A few summers ago, I taught a photography class to a group of kids at a state-wide music camp. Many of the students that attended the class had marginal cameras at best, but they learned to take good photos with the equipment they owned. That experience got me to thinking that a track which focused on photography might be a good option for our KWA kids at some point. Having been an amateur portrait photographer for several years, I’ve gleaned a few pointers to help beginners get started. The tips below apply mainly to taking portraits, but they can also be utilized in other forms of photography as well.

In my opinion, the primary difference between a snapshot and a portrait boils down to two things: lighting and composition. If one can grasp these two basic concepts early, then the other components of the photography art (posing, lens selection, camera settings, etc.) usually can be conquered later as the student continues to develop. Furthermore, neither of these primary items necessarily requires expensive equipment. 
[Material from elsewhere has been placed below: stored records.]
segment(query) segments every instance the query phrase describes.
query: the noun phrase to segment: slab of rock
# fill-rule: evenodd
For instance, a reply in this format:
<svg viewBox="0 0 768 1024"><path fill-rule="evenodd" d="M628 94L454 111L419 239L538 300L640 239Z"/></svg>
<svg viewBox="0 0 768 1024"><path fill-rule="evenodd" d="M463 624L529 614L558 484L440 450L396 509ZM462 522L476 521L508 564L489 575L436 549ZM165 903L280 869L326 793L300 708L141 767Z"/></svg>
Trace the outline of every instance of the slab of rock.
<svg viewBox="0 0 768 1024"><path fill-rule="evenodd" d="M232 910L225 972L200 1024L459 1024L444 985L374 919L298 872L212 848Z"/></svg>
Concerning lighting, one of the easiest and least expensive ways for a novice photographer to get great portraits is to shoot outside about an hour before sunset. At that time of day, the sun has moved behind local trees and/or buildings. Everything is still well lit, but the large open sky is providing the primary illumination - not the harsh sun. With a typical consumer camera, one will have about thirty minutes or so before it starts to get too dark to shoot. When shooting at other times of the day, I try to position my subject on the edge of "open shade" - still in the shadows, but just barely. Cloudy days are also great for portraits. The main point to remember is this: To make the most pleasing outdoor photos in most locations, avoid direct sun-light when possible.
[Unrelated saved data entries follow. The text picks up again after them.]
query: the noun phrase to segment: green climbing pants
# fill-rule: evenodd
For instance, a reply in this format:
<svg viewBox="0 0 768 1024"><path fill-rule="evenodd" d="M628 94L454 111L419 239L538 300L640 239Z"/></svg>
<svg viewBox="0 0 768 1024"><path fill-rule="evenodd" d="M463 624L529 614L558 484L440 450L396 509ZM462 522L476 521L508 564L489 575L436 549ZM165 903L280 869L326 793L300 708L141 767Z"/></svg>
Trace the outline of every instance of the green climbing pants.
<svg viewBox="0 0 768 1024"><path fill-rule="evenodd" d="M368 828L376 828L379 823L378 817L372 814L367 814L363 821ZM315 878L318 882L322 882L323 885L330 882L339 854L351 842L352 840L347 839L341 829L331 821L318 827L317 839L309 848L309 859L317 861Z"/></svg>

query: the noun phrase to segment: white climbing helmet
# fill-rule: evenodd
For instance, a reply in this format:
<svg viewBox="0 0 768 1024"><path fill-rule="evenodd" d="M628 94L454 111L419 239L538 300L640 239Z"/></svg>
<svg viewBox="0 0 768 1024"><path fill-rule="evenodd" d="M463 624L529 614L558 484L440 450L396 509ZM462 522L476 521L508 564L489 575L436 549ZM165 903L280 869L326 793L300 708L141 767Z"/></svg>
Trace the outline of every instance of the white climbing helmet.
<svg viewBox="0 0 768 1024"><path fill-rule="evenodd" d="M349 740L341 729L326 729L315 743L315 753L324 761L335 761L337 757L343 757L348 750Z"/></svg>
Regarding composition, the general rule of thumb is this: Portraits usually look best when the subject's eyes are about 1/3 from the top of the frame. Most pictures also look the most pleasing when there is a bit more room in front of the subject than behind.
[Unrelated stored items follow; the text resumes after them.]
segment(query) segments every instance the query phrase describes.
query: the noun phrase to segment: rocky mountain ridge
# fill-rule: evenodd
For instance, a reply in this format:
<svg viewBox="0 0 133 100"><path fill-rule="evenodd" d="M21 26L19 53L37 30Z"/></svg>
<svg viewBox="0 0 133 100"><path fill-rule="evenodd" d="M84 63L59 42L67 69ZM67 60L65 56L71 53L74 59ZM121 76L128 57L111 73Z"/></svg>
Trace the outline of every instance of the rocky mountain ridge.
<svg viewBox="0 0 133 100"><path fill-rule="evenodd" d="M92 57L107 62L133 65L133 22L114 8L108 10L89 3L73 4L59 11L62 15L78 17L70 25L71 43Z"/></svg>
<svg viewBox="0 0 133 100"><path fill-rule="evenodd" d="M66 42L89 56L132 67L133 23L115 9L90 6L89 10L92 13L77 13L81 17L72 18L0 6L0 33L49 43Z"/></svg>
The other compositional component of which to be mindful is the background. Make sure everything complements the subject. While there are always exceptions, a good default approach is to make sure the background is not overly bright or distracting. Never be afraid to reposition your subject if the current location does not lend itself to a flattering portrait. Other than that, just experiment with what looks best. Move the camera position and/or your subject around within a scene until a location/angle is found that works best.

With these basic tips in mind, quality portraits are easily within the reach of almost any photographer regardless of their equipment, age, or experience.